Less than a year later in March of 2019, a jury found the Monsanto corporation liable for a second California man’s cancer. Bayer (Monsanto) was ordered to pay Edwin Hardeman $75 million in punitive damages, $5 million for past and future suffering, and more than $200,000 to cover medical bills. Hardeman was diagnosed with non-Hodgkin’s lymphoma in 2015 after using Roundup to kill invasive plants on his property. The lawsuit alleged that Monsanto knew or should have known of the risks associated with the use of the herbicide, and failed to provide adequate warnings.

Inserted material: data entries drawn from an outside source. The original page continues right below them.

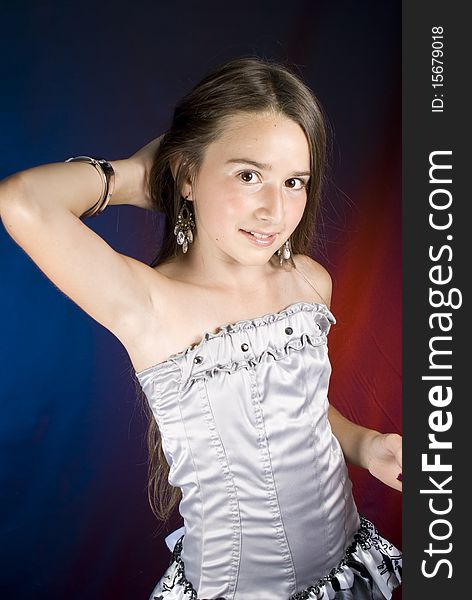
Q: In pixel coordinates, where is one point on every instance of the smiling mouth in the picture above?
(260, 236)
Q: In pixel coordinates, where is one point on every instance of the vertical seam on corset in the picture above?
(230, 488)
(195, 470)
(269, 479)
(321, 495)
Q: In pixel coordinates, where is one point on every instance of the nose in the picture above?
(271, 206)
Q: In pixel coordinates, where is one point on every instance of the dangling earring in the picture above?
(184, 226)
(284, 252)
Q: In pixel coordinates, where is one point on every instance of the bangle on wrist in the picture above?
(107, 175)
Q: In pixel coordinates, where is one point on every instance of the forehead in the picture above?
(268, 137)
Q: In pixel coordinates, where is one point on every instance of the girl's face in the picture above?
(252, 179)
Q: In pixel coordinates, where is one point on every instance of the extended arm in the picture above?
(380, 453)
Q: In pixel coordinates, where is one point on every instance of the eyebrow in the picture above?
(263, 166)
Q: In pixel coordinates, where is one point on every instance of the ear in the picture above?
(186, 186)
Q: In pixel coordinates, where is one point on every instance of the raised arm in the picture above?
(40, 209)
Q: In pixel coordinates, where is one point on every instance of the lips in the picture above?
(259, 241)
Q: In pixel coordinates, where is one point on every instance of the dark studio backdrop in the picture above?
(103, 80)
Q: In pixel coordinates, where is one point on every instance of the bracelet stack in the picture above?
(107, 175)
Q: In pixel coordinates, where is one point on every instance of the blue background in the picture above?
(102, 79)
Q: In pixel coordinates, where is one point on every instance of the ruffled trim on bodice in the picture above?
(244, 343)
(370, 569)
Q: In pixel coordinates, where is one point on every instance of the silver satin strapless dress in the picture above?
(266, 498)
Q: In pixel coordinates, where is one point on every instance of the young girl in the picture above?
(227, 334)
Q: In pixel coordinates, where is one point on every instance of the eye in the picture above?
(293, 182)
(247, 176)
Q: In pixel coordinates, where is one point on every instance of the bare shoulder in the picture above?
(317, 275)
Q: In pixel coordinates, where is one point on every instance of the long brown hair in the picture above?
(243, 85)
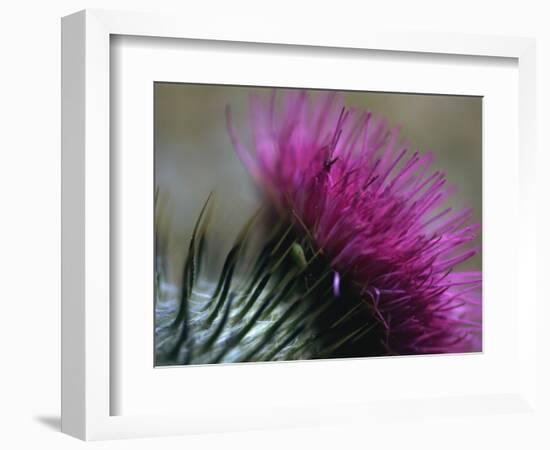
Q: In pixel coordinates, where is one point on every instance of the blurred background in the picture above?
(194, 155)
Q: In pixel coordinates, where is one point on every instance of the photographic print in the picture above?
(300, 224)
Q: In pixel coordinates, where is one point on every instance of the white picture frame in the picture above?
(87, 325)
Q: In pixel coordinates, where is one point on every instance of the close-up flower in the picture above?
(377, 213)
(357, 247)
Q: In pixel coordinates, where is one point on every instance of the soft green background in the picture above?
(194, 156)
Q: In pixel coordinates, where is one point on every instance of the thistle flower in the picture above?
(376, 211)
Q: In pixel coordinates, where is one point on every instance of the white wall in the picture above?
(30, 189)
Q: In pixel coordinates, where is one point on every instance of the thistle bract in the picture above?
(377, 214)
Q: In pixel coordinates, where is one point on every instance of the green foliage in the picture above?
(282, 308)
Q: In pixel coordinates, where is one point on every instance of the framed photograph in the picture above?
(257, 225)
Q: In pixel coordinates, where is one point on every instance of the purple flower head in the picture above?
(376, 211)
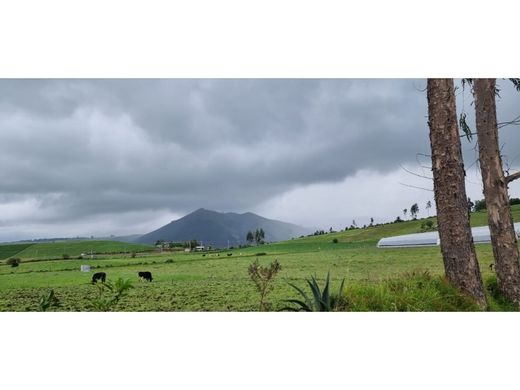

During the case, the jury heard evidence that Monsanto was aware of studies that showed an association between Roundup and non-Hodgkin’s lymphoma, and that the agrichemical giant went so far as to ghostwrite scientific papers.

Just two months later in May of 2019, a jury in the San Francisco Superior Court found Monsanto liable yet again — this time for plaintiffs Alva and Alberta Pilliod’s non-Hodgkin’s lymphoma. The plaintiffs were awarded over $2 billion. Alva Pilliod was awarded $18 million in compensatory and $1 billion in punitive damages, and Alberta Pilliod was awarded $37 million in compensatory and $1 billion in punitive damages. 

A turning point? 

This week’s $10.9 billion settlement is yet another landmark moment that signals a turning tide against agrichemical giants like Bayer. For decades, Monsanto assured farmers, farmworkers, pesticide applicators, and homeowners that glyphosate was harmless, even with prolonged exposure. For too long, mega-corporations have profited from toxic pesticides, obscured the risks associated with them, and avoided taking responsibility for the damages they have caused. Following the three previous verdicts, Bayer sees the writing on the wall and is seeking to mitigate its losses by settling and paying up now. 

Though these rulings are undoubtedly good news for plaintiffs, we know it’s not enough. These legal proceedings are a bandaid on a broken regulatory system. 

When damages are awarded by a jury, a lengthy appeals process usually follows. As of today, none of the three original landmark cases have resulted in actual payouts to the plaintiffs. Assuming the legal process results in payment, settlements are good news for awardees, but Bayer (Monsanto) does not have to admit to liability or wrongdoing. As Bayer (Monsanto) is finally forced to pay for its shameful behavior, we must also hold our public agencies accountable. It’s time to get carcinogenic pesticides off the market, and fight for the protective regulations we all deserve.